Most of the Germany we know today was part of the Holy Roman Empire and, from the 1700s to 1918, the Kingdom of Prussia. The country lost some 2 million soldiers in World War I and during the recovery period that followed, a revolution occurred where Adolf Hitler infamously came to power with the Nazi party and World War II broke out. Germany’s struggles continued after Hitler’s defeat by the allied forces and the country was divided into East Germany, a communist state, and West Germany. The Berlin Wall was an ‘icon’ of the Cold War and its collapse in 1989 signalled freedom for those who struggled under the Soviet rule and were separated from family.
Germany boasts the largest population in Europe with around 82 million people. With an area of 357,000 square kilometres, that equates to about 230 people per square kilometre. Edgy Berlin is Germany’s hip and gritty capital, largest city and most popular party town with 3.4 million inhabitants. Other large cities include Hamburg, Munich, Cologne and the finance capital, Frankfurt.

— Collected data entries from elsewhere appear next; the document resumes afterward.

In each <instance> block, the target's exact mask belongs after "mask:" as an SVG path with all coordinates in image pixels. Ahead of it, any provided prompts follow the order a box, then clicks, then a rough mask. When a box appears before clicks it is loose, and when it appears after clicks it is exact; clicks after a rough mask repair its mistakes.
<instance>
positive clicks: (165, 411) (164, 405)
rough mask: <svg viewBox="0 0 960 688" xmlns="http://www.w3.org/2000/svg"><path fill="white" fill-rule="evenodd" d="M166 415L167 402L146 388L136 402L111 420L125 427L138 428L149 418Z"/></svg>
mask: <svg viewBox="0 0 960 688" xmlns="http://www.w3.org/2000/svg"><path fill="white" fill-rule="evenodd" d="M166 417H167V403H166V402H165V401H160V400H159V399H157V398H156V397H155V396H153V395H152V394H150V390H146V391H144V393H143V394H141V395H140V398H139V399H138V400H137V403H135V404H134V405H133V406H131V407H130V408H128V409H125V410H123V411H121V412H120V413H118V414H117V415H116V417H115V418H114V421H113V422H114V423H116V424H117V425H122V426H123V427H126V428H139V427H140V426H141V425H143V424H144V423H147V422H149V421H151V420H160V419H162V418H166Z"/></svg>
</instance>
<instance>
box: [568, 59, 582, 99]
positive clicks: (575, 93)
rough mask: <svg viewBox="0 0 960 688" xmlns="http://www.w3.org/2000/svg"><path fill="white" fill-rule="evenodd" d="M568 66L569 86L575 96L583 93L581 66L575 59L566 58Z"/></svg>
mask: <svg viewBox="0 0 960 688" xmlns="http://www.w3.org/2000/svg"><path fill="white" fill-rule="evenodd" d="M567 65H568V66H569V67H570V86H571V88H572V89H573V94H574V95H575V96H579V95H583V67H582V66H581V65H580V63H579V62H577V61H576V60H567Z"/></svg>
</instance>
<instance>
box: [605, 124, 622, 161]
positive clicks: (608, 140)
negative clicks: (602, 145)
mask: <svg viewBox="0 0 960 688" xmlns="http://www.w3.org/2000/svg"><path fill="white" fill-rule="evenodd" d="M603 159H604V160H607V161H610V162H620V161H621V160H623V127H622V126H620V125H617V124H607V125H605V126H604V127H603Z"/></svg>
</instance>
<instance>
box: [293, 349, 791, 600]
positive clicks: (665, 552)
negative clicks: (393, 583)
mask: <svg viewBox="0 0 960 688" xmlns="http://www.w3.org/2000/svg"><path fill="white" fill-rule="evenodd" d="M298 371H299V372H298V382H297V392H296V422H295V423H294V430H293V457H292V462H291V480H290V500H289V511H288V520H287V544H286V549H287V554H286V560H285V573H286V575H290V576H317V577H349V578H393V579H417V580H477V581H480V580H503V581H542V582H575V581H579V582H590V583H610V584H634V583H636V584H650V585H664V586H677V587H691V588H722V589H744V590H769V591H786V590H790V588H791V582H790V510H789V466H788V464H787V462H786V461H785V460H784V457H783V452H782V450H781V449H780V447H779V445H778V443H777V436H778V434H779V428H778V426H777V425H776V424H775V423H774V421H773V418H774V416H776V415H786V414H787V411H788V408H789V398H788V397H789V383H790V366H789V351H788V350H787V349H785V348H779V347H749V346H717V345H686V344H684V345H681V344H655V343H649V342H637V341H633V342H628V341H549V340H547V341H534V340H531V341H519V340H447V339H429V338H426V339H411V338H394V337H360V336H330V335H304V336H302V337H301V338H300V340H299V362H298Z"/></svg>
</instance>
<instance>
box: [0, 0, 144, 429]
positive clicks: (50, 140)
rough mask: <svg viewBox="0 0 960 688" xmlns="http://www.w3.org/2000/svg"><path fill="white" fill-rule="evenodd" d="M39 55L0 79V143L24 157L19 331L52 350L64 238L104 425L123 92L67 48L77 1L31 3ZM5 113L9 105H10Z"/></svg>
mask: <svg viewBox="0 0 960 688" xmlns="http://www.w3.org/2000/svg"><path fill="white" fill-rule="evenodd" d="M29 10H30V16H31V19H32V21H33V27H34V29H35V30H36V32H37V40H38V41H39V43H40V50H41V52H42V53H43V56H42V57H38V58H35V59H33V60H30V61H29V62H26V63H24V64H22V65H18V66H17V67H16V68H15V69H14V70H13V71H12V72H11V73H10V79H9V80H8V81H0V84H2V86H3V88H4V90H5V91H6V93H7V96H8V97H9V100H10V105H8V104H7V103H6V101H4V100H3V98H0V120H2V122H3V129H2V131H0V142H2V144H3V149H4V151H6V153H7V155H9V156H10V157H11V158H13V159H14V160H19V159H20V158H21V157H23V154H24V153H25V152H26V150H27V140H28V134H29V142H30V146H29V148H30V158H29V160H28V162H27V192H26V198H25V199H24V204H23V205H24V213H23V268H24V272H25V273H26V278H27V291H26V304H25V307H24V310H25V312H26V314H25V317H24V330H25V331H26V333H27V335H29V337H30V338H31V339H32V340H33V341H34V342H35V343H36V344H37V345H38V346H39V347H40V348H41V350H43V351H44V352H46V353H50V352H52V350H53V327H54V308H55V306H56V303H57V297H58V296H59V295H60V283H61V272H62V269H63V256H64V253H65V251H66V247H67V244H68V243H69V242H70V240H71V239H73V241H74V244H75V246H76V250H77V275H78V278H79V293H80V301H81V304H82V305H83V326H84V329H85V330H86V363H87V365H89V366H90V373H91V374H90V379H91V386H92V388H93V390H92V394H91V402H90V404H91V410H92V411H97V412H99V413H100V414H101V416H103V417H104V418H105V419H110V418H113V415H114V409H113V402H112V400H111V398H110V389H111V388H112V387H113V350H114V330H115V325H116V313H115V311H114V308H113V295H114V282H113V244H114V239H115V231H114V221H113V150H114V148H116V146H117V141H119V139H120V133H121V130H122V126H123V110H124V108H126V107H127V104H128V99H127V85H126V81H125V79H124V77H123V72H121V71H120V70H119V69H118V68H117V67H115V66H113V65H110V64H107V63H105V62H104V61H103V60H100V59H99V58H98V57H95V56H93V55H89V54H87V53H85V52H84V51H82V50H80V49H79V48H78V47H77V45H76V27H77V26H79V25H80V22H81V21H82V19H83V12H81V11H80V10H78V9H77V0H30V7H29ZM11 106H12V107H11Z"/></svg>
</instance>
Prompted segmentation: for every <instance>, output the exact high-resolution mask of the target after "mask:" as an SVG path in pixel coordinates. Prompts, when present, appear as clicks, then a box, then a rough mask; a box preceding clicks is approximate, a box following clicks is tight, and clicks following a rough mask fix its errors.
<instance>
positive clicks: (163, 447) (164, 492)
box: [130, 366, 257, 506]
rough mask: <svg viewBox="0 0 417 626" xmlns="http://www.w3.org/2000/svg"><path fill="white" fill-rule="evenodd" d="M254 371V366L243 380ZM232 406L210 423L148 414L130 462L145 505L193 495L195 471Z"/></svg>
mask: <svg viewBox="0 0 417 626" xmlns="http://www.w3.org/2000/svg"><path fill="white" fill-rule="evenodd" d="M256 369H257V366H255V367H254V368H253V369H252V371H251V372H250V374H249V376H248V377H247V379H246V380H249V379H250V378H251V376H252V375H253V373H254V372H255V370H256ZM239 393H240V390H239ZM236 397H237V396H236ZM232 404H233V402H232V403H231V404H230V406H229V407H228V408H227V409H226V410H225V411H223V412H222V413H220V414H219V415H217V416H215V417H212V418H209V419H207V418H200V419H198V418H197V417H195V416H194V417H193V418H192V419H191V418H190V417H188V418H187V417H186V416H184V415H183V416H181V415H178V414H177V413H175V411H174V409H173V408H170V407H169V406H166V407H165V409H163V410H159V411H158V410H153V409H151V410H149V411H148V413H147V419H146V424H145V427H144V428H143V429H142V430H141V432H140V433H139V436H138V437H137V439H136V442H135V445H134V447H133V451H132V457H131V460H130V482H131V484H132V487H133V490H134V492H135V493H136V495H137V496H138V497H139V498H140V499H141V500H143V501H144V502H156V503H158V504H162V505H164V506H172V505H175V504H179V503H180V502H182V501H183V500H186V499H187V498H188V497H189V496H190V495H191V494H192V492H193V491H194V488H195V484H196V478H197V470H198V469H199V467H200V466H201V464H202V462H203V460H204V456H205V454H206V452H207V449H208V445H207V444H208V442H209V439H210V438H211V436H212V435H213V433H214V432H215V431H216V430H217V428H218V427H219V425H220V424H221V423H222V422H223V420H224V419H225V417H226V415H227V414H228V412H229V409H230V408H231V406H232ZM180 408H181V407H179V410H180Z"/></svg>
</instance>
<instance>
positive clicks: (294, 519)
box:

Despite Germany’s large city areas, its proximity between the North Sea and Baltic coasts in the north as well as the Alps in the south furnish the country with some breathtaking, diverse scenery. The country boasts 14 national parks and over 100 nature reserves. Famous landmarks include the country’s highest mountain Zugspitze in the Northern Limestone Alps and the 865 kilometre-long River Rhine. Germany is also rich in artistic history, with names like Goethe, Bach and Beethoven all hailing from here.